Multi-Part Object Representations via Graph Structures and Co-Part Discovery
Alex Foo, Wynne Hsu, Mong Li Lee
TL;DR
The paper introduces ECO-Net, an Explicit Compositional Network that represents multi-part objects as graphs of parts and learns to discover object wholes via a co-part object discovery algorithm. A memory module stores recurring objects to support downstream tasks, enabling robust occlusion handling and out-of-distribution generalization. Through extensive experiments on simulated, realistic, and real-world datasets, ECO-Net outperforms state-of-the-art methods in object discovery, occlusion-aware perception, and generalization, and its object representations improve downstream property prediction.
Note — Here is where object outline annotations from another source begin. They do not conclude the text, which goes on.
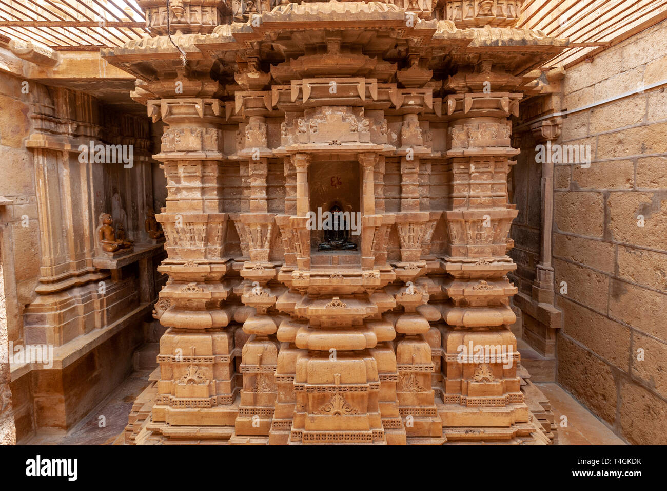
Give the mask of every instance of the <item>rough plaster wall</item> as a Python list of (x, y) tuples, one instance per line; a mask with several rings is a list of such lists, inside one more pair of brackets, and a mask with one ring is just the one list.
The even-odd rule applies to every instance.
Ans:
[(16, 443), (14, 415), (11, 411), (11, 391), (9, 390), (11, 377), (9, 374), (9, 360), (6, 355), (8, 343), (4, 283), (2, 266), (0, 265), (0, 445), (13, 445)]
[[(667, 21), (570, 68), (564, 106), (664, 79)], [(590, 144), (592, 163), (555, 171), (558, 382), (628, 442), (667, 444), (665, 87), (570, 114), (561, 139)]]
[[(7, 330), (10, 340), (22, 343), (23, 307), (37, 294), (39, 278), (39, 225), (33, 156), (25, 148), (31, 130), (30, 102), (43, 87), (31, 83), (21, 92), (21, 80), (0, 73), (0, 196), (13, 203), (0, 207), (0, 248), (6, 289)], [(28, 226), (22, 226), (27, 216)], [(21, 265), (15, 268), (14, 265)], [(15, 285), (15, 286), (14, 286)]]

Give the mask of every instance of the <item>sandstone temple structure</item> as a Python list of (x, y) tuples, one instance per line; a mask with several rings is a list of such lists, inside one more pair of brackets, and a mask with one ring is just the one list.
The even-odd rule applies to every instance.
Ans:
[[(548, 445), (540, 380), (667, 441), (664, 323), (626, 314), (658, 315), (664, 271), (618, 258), (667, 264), (667, 172), (641, 170), (667, 171), (667, 123), (645, 105), (626, 138), (604, 125), (634, 106), (586, 112), (618, 94), (570, 90), (548, 62), (575, 45), (528, 27), (533, 3), (139, 0), (149, 36), (128, 22), (76, 55), (5, 33), (2, 176), (22, 187), (0, 185), (0, 341), (53, 349), (3, 361), (19, 443), (141, 357), (128, 444)], [(577, 161), (551, 152), (568, 142)]]

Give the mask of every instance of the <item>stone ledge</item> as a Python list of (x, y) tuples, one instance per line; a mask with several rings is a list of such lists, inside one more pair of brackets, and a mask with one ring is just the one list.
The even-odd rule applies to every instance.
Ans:
[(153, 303), (139, 304), (136, 309), (119, 319), (113, 324), (104, 329), (95, 329), (87, 334), (79, 336), (62, 346), (53, 349), (53, 366), (45, 369), (42, 363), (29, 363), (21, 365), (10, 364), (11, 381), (17, 380), (31, 370), (62, 370), (80, 359), (82, 356), (102, 344), (117, 333), (122, 331), (129, 325), (137, 321), (137, 317), (147, 315), (153, 309)]

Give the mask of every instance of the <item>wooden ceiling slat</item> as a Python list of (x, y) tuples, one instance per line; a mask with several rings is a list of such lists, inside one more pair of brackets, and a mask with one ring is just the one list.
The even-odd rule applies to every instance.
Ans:
[[(0, 0), (0, 4), (3, 5), (5, 7), (9, 7), (10, 9), (12, 9), (13, 10), (18, 12), (21, 15), (23, 15), (24, 17), (29, 17), (29, 18), (31, 17), (27, 13), (26, 13), (25, 12), (21, 12), (20, 10), (19, 10), (18, 9), (17, 9), (15, 7), (14, 7), (13, 5), (8, 5), (7, 3), (6, 3), (4, 1), (4, 0)], [(16, 14), (12, 13), (11, 12), (9, 12), (9, 11), (8, 11), (7, 10), (5, 10), (4, 9), (2, 9), (1, 7), (0, 7), (0, 10), (1, 10), (3, 12), (5, 12), (6, 13), (9, 14), (9, 15), (11, 15), (12, 17), (16, 17)], [(39, 12), (35, 12), (35, 13), (36, 13), (37, 15), (41, 15)], [(42, 17), (44, 17), (44, 15), (42, 15)], [(35, 20), (35, 19), (33, 19), (33, 20)], [(45, 31), (41, 27), (36, 27), (35, 29), (37, 29), (37, 30), (39, 30), (39, 32), (43, 32), (43, 33), (44, 33), (45, 34), (46, 34), (48, 36), (48, 37), (43, 37), (43, 36), (42, 36), (41, 35), (37, 35), (37, 33), (33, 33), (36, 34), (37, 35), (39, 35), (40, 37), (44, 37), (44, 39), (49, 39), (49, 38), (51, 38), (51, 39), (57, 39), (58, 41), (59, 41), (61, 42), (65, 43), (65, 45), (68, 45), (68, 46), (74, 46), (74, 45), (75, 45), (71, 41), (71, 39), (63, 39), (62, 37), (60, 37), (59, 36), (56, 35), (55, 33), (49, 32), (47, 31)], [(26, 33), (25, 34), (26, 34), (26, 35), (27, 35), (27, 33)], [(83, 40), (83, 38), (81, 38), (81, 39)], [(35, 39), (35, 41), (36, 41), (36, 39)], [(37, 41), (37, 42), (39, 43), (40, 44), (44, 43), (44, 41)], [(46, 44), (47, 44), (47, 45), (49, 45), (52, 42), (53, 42), (53, 41), (47, 41), (47, 43)]]
[[(594, 12), (594, 10), (595, 10), (594, 9), (592, 9), (592, 10), (591, 10), (589, 12), (586, 12), (586, 11), (587, 9), (588, 9), (588, 7), (590, 7), (594, 3), (596, 3), (599, 2), (599, 1), (600, 1), (600, 0), (590, 0), (588, 3), (584, 4), (584, 5), (582, 6), (579, 9), (579, 10), (578, 10), (577, 11), (576, 11), (574, 13), (573, 13), (572, 15), (572, 23), (574, 23), (574, 24), (576, 24), (577, 23), (580, 22), (582, 20), (582, 19), (583, 19), (584, 17), (585, 17), (586, 15), (588, 15), (591, 13)], [(577, 15), (580, 15), (580, 17), (578, 17)], [(545, 32), (546, 33), (546, 35), (548, 36), (550, 36), (552, 34), (554, 35), (560, 36), (561, 35), (561, 32), (561, 32), (558, 32), (558, 34), (554, 34), (554, 33), (555, 33), (557, 31), (558, 31), (559, 28), (561, 28), (561, 27), (563, 27), (562, 25), (561, 25), (560, 21), (558, 21), (558, 23), (556, 23), (556, 27), (554, 27), (554, 28), (552, 28), (551, 30), (546, 31), (546, 28), (547, 28), (548, 26), (550, 25), (551, 24), (554, 23), (554, 22), (558, 21), (560, 21), (560, 19), (556, 19), (556, 18), (554, 18), (553, 19), (552, 19), (551, 21), (550, 21), (548, 23), (547, 23), (546, 24), (545, 24), (544, 26), (540, 27), (540, 29), (542, 29), (542, 30), (545, 31)]]

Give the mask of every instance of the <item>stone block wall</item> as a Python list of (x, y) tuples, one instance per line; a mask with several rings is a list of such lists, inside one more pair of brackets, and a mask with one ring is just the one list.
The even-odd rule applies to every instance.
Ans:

The approach demonstrates the value of explicit part-whole structure for robust, interpretable object-centric perception in complex scenes.
Abstract
Discovering object-centric representations from images can significantly enhance the robustness, sample efficiency and generalizability of vision models. Works on images with multi-part objects typically follow an implicit object representation approach, which fail to recognize these learned objects in occluded or out-of-distribution contexts. This is due to the assumption that object part-whole relations are implicitly encoded into the representations through indirect training objectives. We address this limitation by proposing a novel method that leverages on explicit graph representations for parts and present a co-part object discovery algorithm. We then introduce three benchmarks to evaluate the robustness of object-centric methods in recognizing multi-part objects within occluded and out-of-distribution settings. Experimental results on simulated, realistic, and real-world images show marked improvements in the quality of discovered objects compared to state-of-the-art methods, as well as the accurate recognition of multi-part objects in occluded and out-of-distribution contexts. We also show that the discovered object-centric representations can more accurately predict key object properties in a downstream task, highlighting the potential of our method to advance the field of object-centric representations.